Also bei mir auf der Albhochfläche haben wir seit November überwiegend bedecktes oder nebliges Wetter. Die Temperaturen bewegen sich in der Regel zwischen -5° und +5° C. Einige Ausnahmen gab es z.B. am Samstag vor einer Woche und auch gestern und vorgestern, als einigermaßen die Sonne durchkam und die Temperaturen auf 8-10° C gestiegen sind. Sobald es bedeckt oder neblig ist, geht auch kein Wind. Aufgrund des Umstandes, dass keine Sonne rauskommt, läuft der Brenner viel öfter als bei Sonnenschein, weil die Fenster auf der Südseite bei Sonnenschein gewaltig mitheizen und durch Verschleppung auch die Räume auf der Nordseite mitwärmen. Man merkt es an den Heizkörpern, die sind dann deutlich kühler und der Betriebsstundenzähler am Kessel rennt auch nicht so schnell.
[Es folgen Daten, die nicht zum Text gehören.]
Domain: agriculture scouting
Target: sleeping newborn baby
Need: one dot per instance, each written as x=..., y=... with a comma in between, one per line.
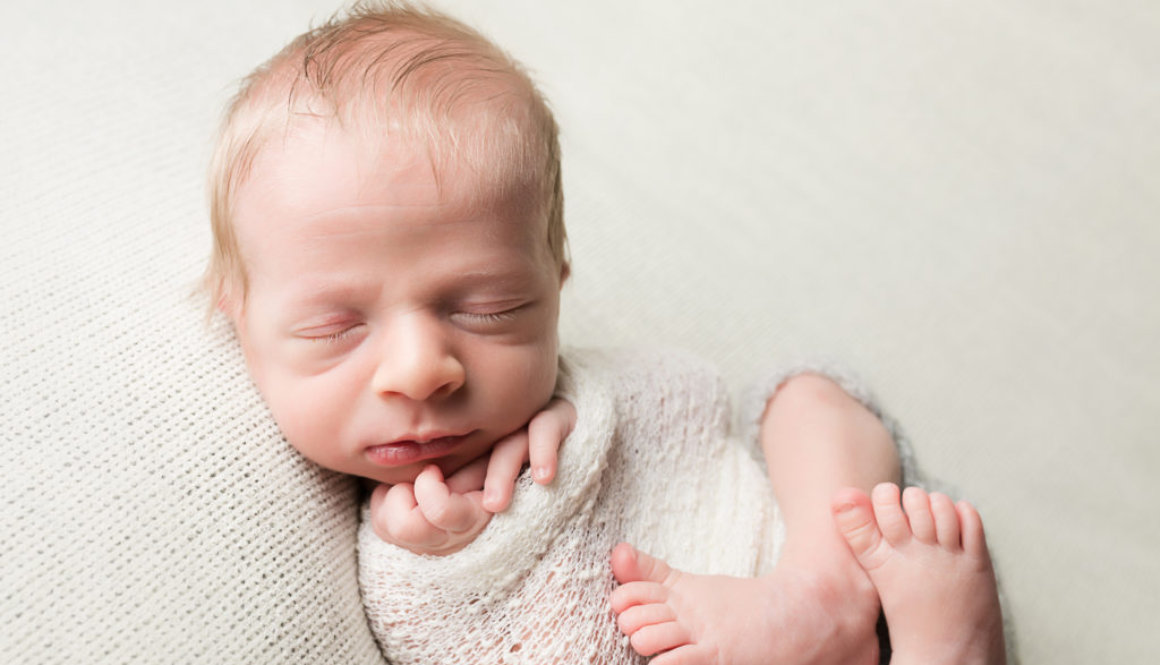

Daher behaupte ich mal, dass ich bei -10° C und Sonnenschein, deutlich weniger heizen muss als bei 0° C und Nebel.
Ja, die Sonne ist eine große Kraft, die bei ungedämmten Massivwänden einen mehr als signifikanten Einfluss auf den Heizenergiebedarf hat.
Der gute Prof. Rauch hat das zu seinen Lebzeiten auf seiner Webseite schön herausgearbeitet und auch die Formeln sowie einen Rechner für den himmelsrichtungsabhängigen effektiven U-Wert erstellt.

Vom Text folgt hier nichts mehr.